Fails closed in `enforce` mode.

```json theme={null}
{
  "slug": "azure_content_safety",
  "settings": {
    "api_key": "…",
    "endpoint": "https://<resource>.cognitiveservices.azure.com/contentsafety/text:analyze?api-version=2024-09-01",
    "category_severity": { "Hate": 4, "Violence": 4 }
  }
}
```

## AWS Bedrock guardrail

The **`bedrock_guardrail`** policy applies an AWS Bedrock guardrail to request prompts and/or
responses. It inspects the topic,
content, word, sensitive-information (PII), and contextual-grounding policy families configured
on the guardrail, and blocks with a `403` or anonymizes PII in place.

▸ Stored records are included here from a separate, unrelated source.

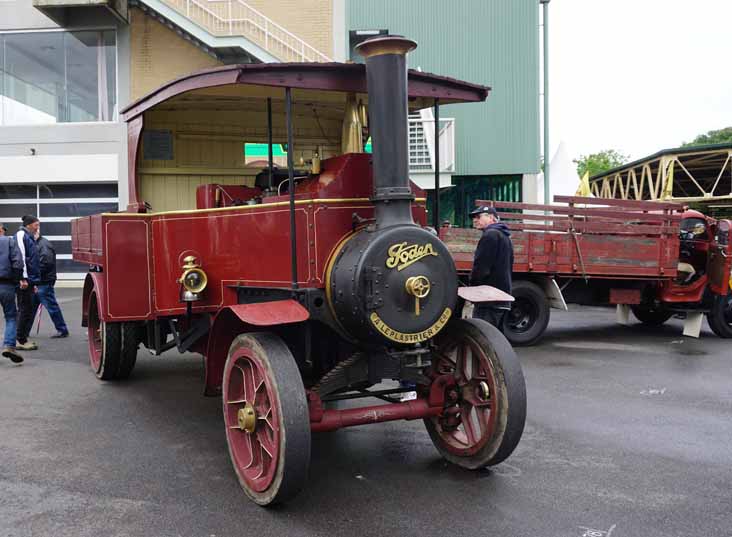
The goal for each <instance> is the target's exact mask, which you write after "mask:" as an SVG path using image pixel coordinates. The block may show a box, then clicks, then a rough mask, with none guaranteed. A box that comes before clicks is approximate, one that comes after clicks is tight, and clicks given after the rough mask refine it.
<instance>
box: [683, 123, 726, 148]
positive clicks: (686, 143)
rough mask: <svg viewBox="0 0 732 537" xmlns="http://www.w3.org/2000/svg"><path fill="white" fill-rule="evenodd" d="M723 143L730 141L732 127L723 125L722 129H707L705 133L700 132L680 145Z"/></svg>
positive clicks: (704, 144)
mask: <svg viewBox="0 0 732 537" xmlns="http://www.w3.org/2000/svg"><path fill="white" fill-rule="evenodd" d="M724 143H728V144H729V143H732V127H725V128H724V129H719V130H716V131H709V132H707V133H706V134H700V135H699V136H697V137H696V138H694V140H692V141H691V142H684V144H683V145H682V146H681V147H691V146H695V145H711V144H724Z"/></svg>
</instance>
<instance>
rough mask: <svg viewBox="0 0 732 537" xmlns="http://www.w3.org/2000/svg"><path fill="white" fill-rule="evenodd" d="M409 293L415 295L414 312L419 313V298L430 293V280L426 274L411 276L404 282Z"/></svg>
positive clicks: (404, 285)
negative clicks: (421, 275) (426, 275)
mask: <svg viewBox="0 0 732 537" xmlns="http://www.w3.org/2000/svg"><path fill="white" fill-rule="evenodd" d="M404 288H405V289H406V291H407V294H409V295H412V296H413V297H414V314H415V315H419V299H420V298H424V297H426V296H427V295H429V294H430V281H429V280H428V279H427V277H426V276H411V277H409V278H407V281H406V282H405V284H404Z"/></svg>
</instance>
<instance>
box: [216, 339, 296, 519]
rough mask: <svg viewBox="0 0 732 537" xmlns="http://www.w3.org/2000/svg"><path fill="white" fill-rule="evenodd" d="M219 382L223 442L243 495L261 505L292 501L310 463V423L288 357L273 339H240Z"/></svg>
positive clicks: (295, 365) (229, 356)
mask: <svg viewBox="0 0 732 537" xmlns="http://www.w3.org/2000/svg"><path fill="white" fill-rule="evenodd" d="M223 380H224V382H223V406H224V409H223V410H224V422H225V425H226V439H227V442H228V445H229V454H230V456H231V462H232V464H233V465H234V470H235V471H236V474H237V477H238V478H239V483H240V484H241V486H242V488H243V489H244V492H245V493H246V494H247V496H249V497H250V498H251V499H252V500H254V501H255V502H256V503H258V504H260V505H269V504H271V503H274V502H279V501H283V500H286V499H287V498H290V497H292V496H293V495H295V494H296V493H297V492H299V491H300V489H302V487H303V486H304V484H305V480H306V478H307V470H308V465H309V463H310V417H309V413H308V406H307V399H306V396H305V388H304V387H303V384H302V379H301V377H300V372H299V370H298V368H297V364H296V363H295V359H294V358H293V356H292V353H291V352H290V350H289V349H288V348H287V346H286V345H285V343H284V342H283V341H282V340H281V339H280V338H279V337H278V336H276V335H274V334H268V333H252V334H244V335H241V336H239V337H237V338H236V339H235V340H234V342H233V343H232V345H231V348H230V349H229V355H228V358H227V360H226V367H225V369H224V379H223Z"/></svg>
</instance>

Streaming responses pass
through untouched.

| Setting        | Type   | Default | Notes                                                                        |
| -------------- | ------ | ------- | ---------------------------------------------------------------------------- |
| `guardrail_id` | string | —       | AWS Bedrock guardrail identifier. **Required.**                              |
| `version`      | string | `DRAFT` | Guardrail version.                                                           |
| `pii_action`   | enum   | `block` | On sensitive-info match: `block` or `anonymize`.                             |
| `message`      | string | —       | Optional block message.                                                      |
| `credentials`  | object | —       | AWS auth (region, static keys **or** `use_role` + `role_arn`). **Required.** |

```json theme={null}
{
  "slug": "bedrock_guardrail",
  "settings": {
    "guardrail_id": "abcd1234",
    "version": "DRAFT",
    "pii_action": "anonymize",
    "credentials": { "aws_region": "us-east-1", "use_role": true, "role_arn": "arn:aws:iam::…:role/…" }
  }
}
```

***

## Choosing a guardrail

* **`trustguard`** — the richest, NeuralTrust-native detection; use it as the primary
  guardrail and correlate its findings with [Telemetry Alerts](/platform/alerts).
* **`openai_moderation` / `azure_content_safety`** — lightweight content moderation if you
  already use those providers.
* **`bedrock_guardrail`** — reuse guardrails you've already defined in AWS Bedrock, including
  in-place PII anonymization.

Guardrails compose: run several in one policy chain (e.g. TrustGuard on the request plus a
Bedrock guardrail for PII anonymization on the response).